Director compensation may be structured in different ways and can include an annual retainer, meeting attendance fees, a deferred compensation plan, a retirement program, or other benefits. Independent chairs, lead independent directors, and committee chairs may receive additional compensation for their added responsibilities. Unlike corporate directors, fund independent directors do not receive shares or options in the fund.

Does the board have a policy requiring or encouraging directors to invest in the funds they oversee?

While many directors choose to own shares of the funds they oversee, not all boards have adopted formal policies requiring or encouraging them to do so. The issue attracts some attention because SEC rules require disclosure of fund share ownership by directors and some investors and industry reporting services consider it to be a noteworthy topic. In 1999, ICI published a Report of the Advisory Group on Best Practices for Fund Directors, which recommended that directors invest in the funds of the boards they serve.

To what extent do the independent directors have directors’ and officers’/errors and omissions (D&O/E&O) insurance coverage and/or indemnification from the fund that is adequate to ensure their independence and effectiveness?

In determining whether the coverage is adequate, there are a variety of factors you may wish to consider. One factor is the exact nature of what constitutes a claim that can be made on the policy and what events may be excluded from coverage. Other factors include whether the fund insurance policies and/or indemnification provisions in fund charters or bylaws provide continuing coverage for claims arising in connection with your service as a director after you cease to serve on the board, and whether the insurance policy provides coverage if the fund’s independent directors and its investment adviser are opposing parties in litigation.

Does the board have legal counsel independent from the fund and/or the fund’s investment adviser?

Fund boards employ a variety of arrangements in retaining counsel. Some independent directors have their own dedicated counsel, others formally retain counsel with the fund, and still others have no dedicated counsel but instead rely on counsel to the fund (or retain other counsel) as needed. 

How is the board’s annual assessment administered? Who is involved? How is it formulated? 

Virtually all fund boards are required by SEC rule to conduct self-assessments annually. In the self-assessment, the board must consider the effectiveness of its committee structure, and the number of funds overseen by directors. Beyond those requirements, a board's self-assessment does not need to follow any specific process or contain any specific content. Self-assessments may vary from board to board.

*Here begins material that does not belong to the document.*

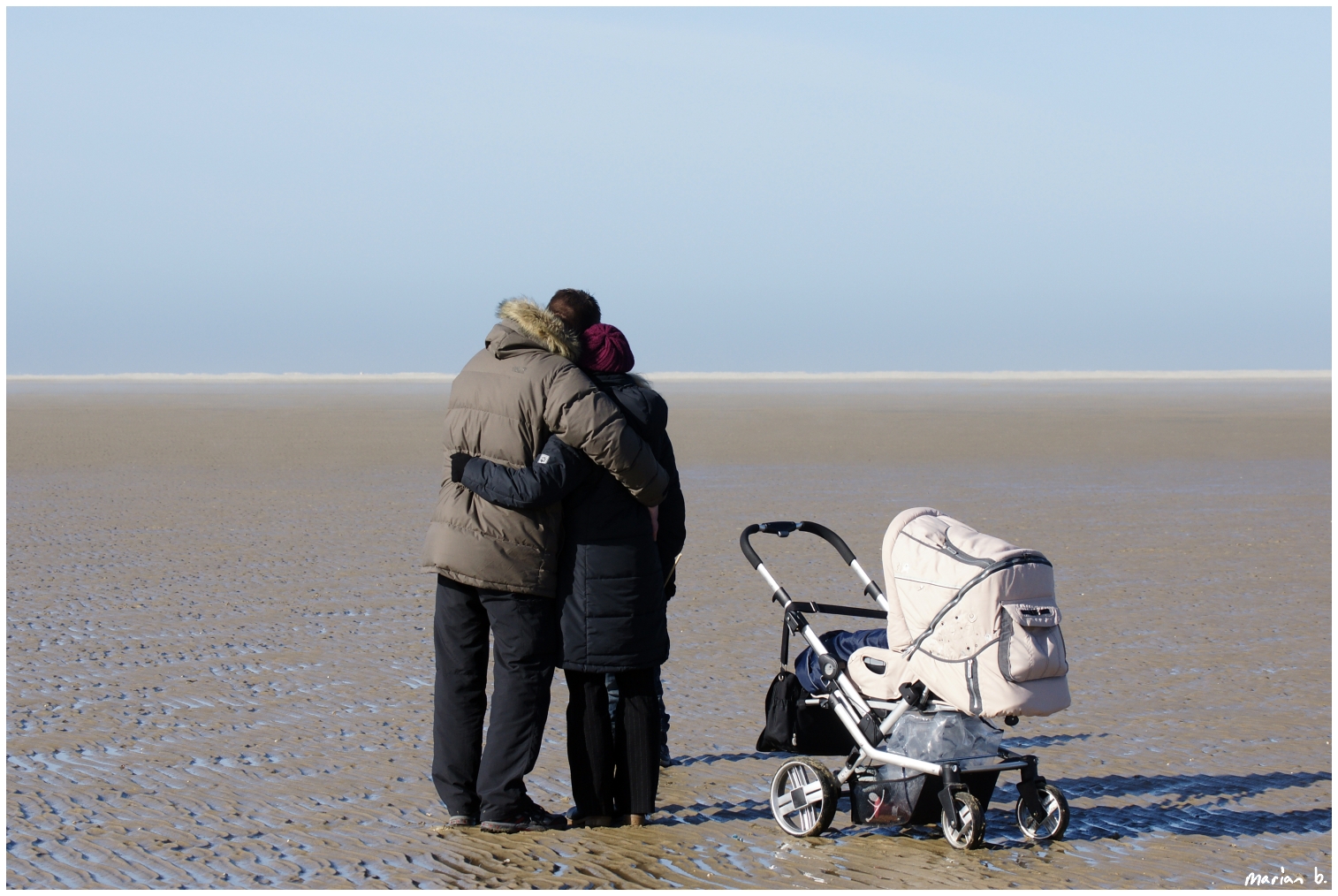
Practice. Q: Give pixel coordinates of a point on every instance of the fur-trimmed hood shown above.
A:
(541, 327)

Does the board require or encourage directors to seek out continuing education?

The fund industry is extremely complex and, as such, directors may need to seek opportunities to keep abreast of industry and regulatory developments. This can be done in many ways, including by regularly reviewing written materials that address industry and regulatory topics (such as reports prepared by fund counsel), holding special sessions of the board that focus on particular topics, or attendance at conferences and educational seminars.

Does the board have a mandatory retirement policy?

No regulatory requirement relating to retirement policies exists for fund directors, but the topic may be addressed in a board’s annual self-assessment. ICI’s Report of the Advisory Group on Best Practices for Fund Directors recommends that fund boards adopt policies on the retirement of directors, but does not specify the type of policy (e.g., retirement age, term limits) or a recommended retirement age.

What other policies and/or practices does the board follow?

Boards may encourage practices or adopt formal or informal policies on a number of subjects other than those required by law or regulation. Examples include media policies that indicate whether board members may speak with the press and conference attendance policies (e.g., whether directors must get prior approval for attending a conference, whether directors are limited in the number of conferences that they can attend each year).